Thus, we have proved for ever L in the reals that L cannot be a limit of this function.
Q.E.D

 

[Dick]

Way too many cases, don't you think? Use the triangle inequality. If r is rational and i is irrational then |f(r)-f(i)|=|f(r)-L+L-f(i)|<=|f(r)-L|+|f(i)-L|.

 

[Hodgey8806]

Hmm, I don't quite see where this is going though. I understand the triangle inequality, but I don't understand its usefulness here. Do I need to show the epsilon as well? I'm assuming there is a way to "compact" what I did into this inequality, but I'm having trouble seeing that. Thank you very much :)

 

[Hodgey8806]

Oh ok! I think I see it now! We have
1=|f(r)-f(i)|=|f(r)-L+L-f(i)|<=|f(r)-L|+|f(i)-L|<=ε+ε=2ε by our definition for all ε>0
Taking ε=1/4, we are given:
1<=1/2, which is our contradiction. Thus, g does not have a limit at 0.
Q.E.D.

How is that?

 

[Dick]

Oh ok! I think I see it now! We have
1=|f(r)-f(i)|=|f(r)-L+L-f(i)|<=|f(r)-L|+|f(i)-L|<=ε+ε=2ε by our definition for all ε>0
Taking ε=1/4, we are given:
1<=1/2, which is our contradiction. Thus, g does not have a limit at 0.
Q.E.D.

How is that?

Right. So the value of L doesn't really matter. No need to break into cases.

 

[Hodgey8806]

Oh ok, great! Thank you so much! This is genius and, for me at least, it is elegant. Haha, my teacher will be very impressed I think.

 

[Dick]

Oh ok, great! Thank you so much! This is genius and, for me at least, it is elegant. Haha, my teacher will be very impressed I think.

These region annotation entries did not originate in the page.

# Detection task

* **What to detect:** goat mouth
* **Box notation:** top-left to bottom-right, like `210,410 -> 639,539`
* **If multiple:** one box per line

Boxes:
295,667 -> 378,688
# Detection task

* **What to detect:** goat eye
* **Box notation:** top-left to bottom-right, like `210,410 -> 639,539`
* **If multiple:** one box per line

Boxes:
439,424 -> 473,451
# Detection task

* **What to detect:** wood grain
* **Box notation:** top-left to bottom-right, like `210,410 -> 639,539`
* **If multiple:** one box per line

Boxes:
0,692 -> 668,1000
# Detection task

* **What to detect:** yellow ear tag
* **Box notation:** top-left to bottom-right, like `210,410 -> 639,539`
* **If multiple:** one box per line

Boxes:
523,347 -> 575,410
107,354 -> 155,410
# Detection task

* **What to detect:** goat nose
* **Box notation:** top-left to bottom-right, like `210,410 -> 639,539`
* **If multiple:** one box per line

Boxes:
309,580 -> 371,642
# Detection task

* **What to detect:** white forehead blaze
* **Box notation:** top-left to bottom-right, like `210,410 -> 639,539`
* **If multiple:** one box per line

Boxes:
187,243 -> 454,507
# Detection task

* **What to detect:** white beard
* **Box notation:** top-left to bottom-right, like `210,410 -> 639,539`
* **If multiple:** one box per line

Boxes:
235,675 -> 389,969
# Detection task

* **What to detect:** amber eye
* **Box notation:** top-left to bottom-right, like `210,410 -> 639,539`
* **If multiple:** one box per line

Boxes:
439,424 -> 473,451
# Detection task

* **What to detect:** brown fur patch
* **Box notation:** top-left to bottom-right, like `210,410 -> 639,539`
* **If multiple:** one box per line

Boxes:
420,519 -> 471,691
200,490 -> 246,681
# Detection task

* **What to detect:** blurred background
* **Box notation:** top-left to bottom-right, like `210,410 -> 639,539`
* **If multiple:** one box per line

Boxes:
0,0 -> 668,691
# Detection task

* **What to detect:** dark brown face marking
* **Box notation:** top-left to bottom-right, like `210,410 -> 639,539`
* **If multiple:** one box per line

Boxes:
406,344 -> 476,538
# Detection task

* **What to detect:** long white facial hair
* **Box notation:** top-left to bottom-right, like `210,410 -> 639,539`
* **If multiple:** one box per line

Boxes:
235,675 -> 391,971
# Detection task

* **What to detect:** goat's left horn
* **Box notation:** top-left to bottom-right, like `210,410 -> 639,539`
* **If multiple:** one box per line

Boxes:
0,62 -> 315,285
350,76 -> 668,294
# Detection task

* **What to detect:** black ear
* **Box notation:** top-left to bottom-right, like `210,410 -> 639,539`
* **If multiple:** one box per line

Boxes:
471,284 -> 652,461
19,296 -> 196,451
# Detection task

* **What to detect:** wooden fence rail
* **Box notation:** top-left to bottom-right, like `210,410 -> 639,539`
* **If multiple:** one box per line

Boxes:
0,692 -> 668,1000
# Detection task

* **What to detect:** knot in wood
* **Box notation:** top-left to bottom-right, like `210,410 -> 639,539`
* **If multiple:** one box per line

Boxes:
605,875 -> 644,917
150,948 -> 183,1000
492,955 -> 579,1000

The thinking, of course, is just that 0 and 1 can't possibly both be contained in an interval whose length is less than 1. The triangle inequality is just the formal way of saying that.

 

[Hodgey8806]

I see that now, and this application I think will be very useful for future problems. I have seen similar proofs even in our text that use the triangle inequality in such a way. But it was always just a little "in the dark" for me. However, I think this will very much help me see how to do a problem like this much more elegantly!